Between the far west Incline Public House and the far east 50 West Brewery, we crisscrossed our great city leaving a wake of beer foam behind us.

Back in the day Kari and I used to frequent this Mexican restaurant in Mt. Washington called Los Portales. It's called El Rancho Grande now, but we still affectionally refer to it by the nickname we gave it years ago, LoPo.

I hadn't been there since Kari's going away party to NYC almost five years ago, (I was grieving), but now that Kari is back we went for dinner after leaving 50 West.

Dear sweet baby Jesus in the manger, I forgot how amazing this place is. Deliciously spicy salsa, divine enchiladas and burritos as big as your head. I'm a regular again. Even Ray was bullshit about it, all 'Why haven't you brought me here before?!'

Because I am Mexican-restaurant-next-to-Bigg's failure, that why.

So yeah, we basically ate every meal out this weekend, but at least several of them were at new places. You can't say that all the time.

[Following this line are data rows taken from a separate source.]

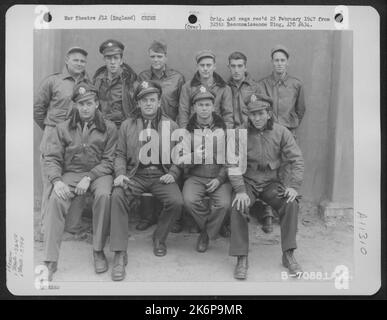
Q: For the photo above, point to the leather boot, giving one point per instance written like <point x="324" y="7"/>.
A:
<point x="203" y="240"/>
<point x="52" y="267"/>
<point x="145" y="224"/>
<point x="119" y="264"/>
<point x="225" y="231"/>
<point x="241" y="267"/>
<point x="100" y="262"/>
<point x="159" y="248"/>
<point x="267" y="225"/>
<point x="290" y="262"/>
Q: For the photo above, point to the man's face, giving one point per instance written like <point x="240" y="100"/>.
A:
<point x="204" y="108"/>
<point x="113" y="62"/>
<point x="238" y="69"/>
<point x="76" y="63"/>
<point x="86" y="108"/>
<point x="158" y="59"/>
<point x="149" y="104"/>
<point x="259" y="118"/>
<point x="280" y="62"/>
<point x="206" y="68"/>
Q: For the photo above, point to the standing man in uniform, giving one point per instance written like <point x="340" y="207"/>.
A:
<point x="170" y="80"/>
<point x="207" y="77"/>
<point x="116" y="82"/>
<point x="287" y="95"/>
<point x="243" y="86"/>
<point x="53" y="105"/>
<point x="206" y="179"/>
<point x="285" y="90"/>
<point x="136" y="175"/>
<point x="80" y="158"/>
<point x="268" y="144"/>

Since we were disgusting pigs and ate a bunch of crap, we hit Lunken for a few laps on Sunday. Man it was great to get the bikes out and sweat a bit. I haven't so much as pretended I was going to exercise in the last six months since I've been either cut open or been waiting to get cut open again, but now that the surgeries are behind me, I'm itching to workout and sweat again.

I think my scars are looking pretty good though. Don't you? Yeah, I'll probably still wear a bikini. 


The middle one is raised, like I was branded in a fraternity that specializes in mid-line abdominal incisions.

Oh, I forgot... Friday night after dinner we went to Unwind in Hyde Park, the wine bar just off the square. I'm a big fan of this place, mostly because I'm a big fan of wine bars.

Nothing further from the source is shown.